Il mito di Elio Pentassuglia. Di Andrea Tundo

Indelebile e intramontabile. Il mito di Elio Pentassuglia è così, nonostante oggi siano passati esattamente vent’anni dalla sua tragica scomparsa. Una serata di pioggia, una curva all’altezza di Monopoli e la strada inghiottì per sempre il grande coach. Il più grande di tutti. L’allenatore brindisino ha fatto viaggiare il nome della sua città per tutto lo stivale. Da Varese a Napoli, passando per Rieti. Non c’era un campo da basket della Penisola dove, a presentarsi come “brindisino”, immediatamente non uscisse il nome di BigElio.

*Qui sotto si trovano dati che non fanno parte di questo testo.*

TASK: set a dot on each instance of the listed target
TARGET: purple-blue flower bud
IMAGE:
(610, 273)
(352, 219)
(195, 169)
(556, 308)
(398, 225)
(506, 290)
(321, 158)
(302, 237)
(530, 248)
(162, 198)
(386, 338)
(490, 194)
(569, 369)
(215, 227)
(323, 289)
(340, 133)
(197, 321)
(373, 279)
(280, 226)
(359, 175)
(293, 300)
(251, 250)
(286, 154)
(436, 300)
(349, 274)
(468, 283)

Per la sua bravura, ma anche per il personaggio che incarnava con le sue movenze, la sua favella ed il suo modo di fare. Lo capisci dai ricordi serbati gelosamente dalla gente. Dai suoi amici stretti come il sindaco Domenico Mennitti; da chi viveva di pane e basket e che con lui è cresciuto come il giornalista Mino Taveri; e da chi di panchine, seppur di calcio, se ne intende come Eugenio Fascetti, incontrato a Varese quando entrambi allenavano nella città lombarda.
«Elio è una di quelle persone che hanno lasciato un vuoto incolmabile nella città, come dal punto di vista sportivo così da quello umano» racconta Mennitti. «Dopo vent’anni ancora se ne parla. Lo fa chi l’ha conosciuto ed anche chi ne ha solo sentito raccontare le gesta perché rappresentava la città nei suoi pregi e nei suoi difetti – dice il sindaco -. Elio viveva del rapporto con la gente ed abilmente mutava di situazione in situazione: si ergeva a protagonista e poi rientrava nella sua vita quotidiana. Ne ho un ricordo dolce così come tutta Brindisi, non solo per il palazzetto e per il basket ma per il suo modo di porsi».

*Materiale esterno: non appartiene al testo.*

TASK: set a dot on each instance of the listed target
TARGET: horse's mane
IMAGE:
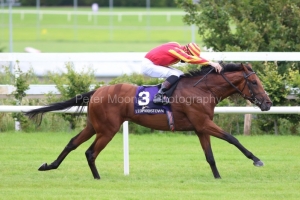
(229, 67)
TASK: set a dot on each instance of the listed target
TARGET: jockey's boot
(161, 97)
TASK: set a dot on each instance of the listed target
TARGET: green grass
(162, 166)
(60, 33)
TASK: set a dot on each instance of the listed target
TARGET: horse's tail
(80, 100)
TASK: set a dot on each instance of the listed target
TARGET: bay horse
(190, 111)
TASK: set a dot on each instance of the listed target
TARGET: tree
(256, 25)
(71, 84)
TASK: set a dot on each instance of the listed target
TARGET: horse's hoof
(258, 164)
(43, 167)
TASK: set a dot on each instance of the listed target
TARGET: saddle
(143, 103)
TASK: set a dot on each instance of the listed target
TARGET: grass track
(162, 166)
(64, 33)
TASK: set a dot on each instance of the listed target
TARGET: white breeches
(156, 71)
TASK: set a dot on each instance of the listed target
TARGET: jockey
(157, 64)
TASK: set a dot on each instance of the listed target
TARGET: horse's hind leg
(214, 130)
(206, 146)
(92, 152)
(80, 138)
(101, 140)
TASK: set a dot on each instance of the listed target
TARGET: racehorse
(190, 111)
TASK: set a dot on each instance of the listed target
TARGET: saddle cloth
(143, 104)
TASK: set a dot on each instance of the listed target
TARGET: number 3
(144, 100)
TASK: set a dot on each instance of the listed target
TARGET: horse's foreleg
(206, 146)
(93, 151)
(212, 129)
(83, 136)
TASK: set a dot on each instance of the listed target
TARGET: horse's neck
(215, 85)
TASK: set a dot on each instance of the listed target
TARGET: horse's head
(252, 88)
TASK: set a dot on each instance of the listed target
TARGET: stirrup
(161, 99)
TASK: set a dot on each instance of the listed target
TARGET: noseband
(251, 98)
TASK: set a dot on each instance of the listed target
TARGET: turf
(88, 33)
(162, 166)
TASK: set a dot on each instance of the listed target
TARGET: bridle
(251, 98)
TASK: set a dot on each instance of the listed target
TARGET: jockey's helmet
(193, 49)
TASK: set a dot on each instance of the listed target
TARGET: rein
(203, 77)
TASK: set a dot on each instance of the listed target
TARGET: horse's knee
(231, 139)
(210, 159)
(71, 146)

Viveva la città, i suoi costumi, ne incarnava l’anima e difficilmente riusciva a starne lontano a lungo. «Era un uomo grande ed un grande uomo» afferma Mino Taveri che gli ha tributato, poche settimane fa, la manifestazione “Ricordando Elio”. «Quando noi ragazzini, cresciuti in strada con un pallone tra le mani, lo incontravamo avevamo un po’ di timore. Per la sua stazza e per quello che rappresentava: era stato il primo brindisino a vincere fuori dalla sua città». «Guardandolo, rimanevi a bocca aperta: con quelle sue braccia conserte e la sigaretta in bocca sembrava un santone. Quando parlava, il palazzetto si fermava per un attimo, tutti rimanevano zitti e sembrava che le mura tremassero scosse dalla sua voce.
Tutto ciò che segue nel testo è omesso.